2

There is a task to design a system to store sensitive data securely (should be HIPAA compliant in the future). It's just a draft - this will not be used in production in a foreseeable future. I have a prototype inspired by TrueVault and want to know if there is some semantic security lacks or violations of security concepts in it.

So the system consists of 4 subsystems:

Encryptor/Decryptor (Cryptor) is responsible for random key/iv generation, encrypting and decrypting binary data with AES-256-GCM algorithm (OpenSSL implementation). This server performs only in-memory operations and stores the result inside 3 other subsystems and is connected with them via IPSEC or SSL VPN. Three other subsystems have no direct connection between each other.
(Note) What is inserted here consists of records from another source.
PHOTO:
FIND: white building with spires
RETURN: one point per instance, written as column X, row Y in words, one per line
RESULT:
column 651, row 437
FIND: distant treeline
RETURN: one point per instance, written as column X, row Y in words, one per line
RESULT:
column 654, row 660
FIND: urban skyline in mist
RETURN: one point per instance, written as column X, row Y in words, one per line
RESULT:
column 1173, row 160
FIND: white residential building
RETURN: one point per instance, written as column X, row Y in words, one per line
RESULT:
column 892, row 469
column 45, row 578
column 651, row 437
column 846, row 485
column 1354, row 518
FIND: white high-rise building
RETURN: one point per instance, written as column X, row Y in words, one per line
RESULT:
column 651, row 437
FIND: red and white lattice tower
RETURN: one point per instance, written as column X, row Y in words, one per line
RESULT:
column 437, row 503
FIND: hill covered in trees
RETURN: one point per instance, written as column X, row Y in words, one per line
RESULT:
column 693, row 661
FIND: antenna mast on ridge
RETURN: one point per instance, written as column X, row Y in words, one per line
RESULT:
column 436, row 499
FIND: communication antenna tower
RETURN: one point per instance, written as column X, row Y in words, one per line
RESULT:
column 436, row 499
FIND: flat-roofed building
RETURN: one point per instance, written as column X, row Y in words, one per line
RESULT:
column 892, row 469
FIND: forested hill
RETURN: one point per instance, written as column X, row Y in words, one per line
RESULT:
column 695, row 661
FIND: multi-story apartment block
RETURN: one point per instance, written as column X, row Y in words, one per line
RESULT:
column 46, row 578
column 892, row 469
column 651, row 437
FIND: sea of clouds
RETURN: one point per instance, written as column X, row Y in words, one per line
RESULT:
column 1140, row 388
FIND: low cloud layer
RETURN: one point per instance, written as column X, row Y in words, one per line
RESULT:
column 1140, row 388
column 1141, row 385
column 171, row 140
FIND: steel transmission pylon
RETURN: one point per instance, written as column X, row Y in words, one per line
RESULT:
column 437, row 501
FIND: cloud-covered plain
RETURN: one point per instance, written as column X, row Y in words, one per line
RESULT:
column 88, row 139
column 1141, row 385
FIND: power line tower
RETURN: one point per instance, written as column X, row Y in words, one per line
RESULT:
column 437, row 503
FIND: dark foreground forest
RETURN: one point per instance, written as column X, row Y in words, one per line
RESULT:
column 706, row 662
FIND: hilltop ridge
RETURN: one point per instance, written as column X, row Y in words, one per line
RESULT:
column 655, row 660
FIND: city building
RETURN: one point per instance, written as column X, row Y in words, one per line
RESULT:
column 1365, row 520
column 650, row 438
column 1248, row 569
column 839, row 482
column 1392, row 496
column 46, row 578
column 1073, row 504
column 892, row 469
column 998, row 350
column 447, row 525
External client uses only encryptor/decryptor public interface and is not directly connected to other subsystems.

Public interface:

  • dump(client_binary_data) -> external_uuid
  • load(external_uuid) -> client_binary_data

DataStore stores [data_store_uuid, encrypted_data, auth_tag] triplet.

  • dump(encrypted_data, auth_tag) -> data_store_uuid
  • load(data_store_uuid) -> [encrypted_data, auth_tag]

KeyStore stores [key_store_uuid, key, iv] triplet.

  • dump(key, iv) -> key_store_uuid
  • load(key_store_uuid) -> [key, iv]

MapsStore stores map between DataStore triplet, KeyStore triplet and external_uuid: [external_uuid, data_store_uuid, key_store_uuid].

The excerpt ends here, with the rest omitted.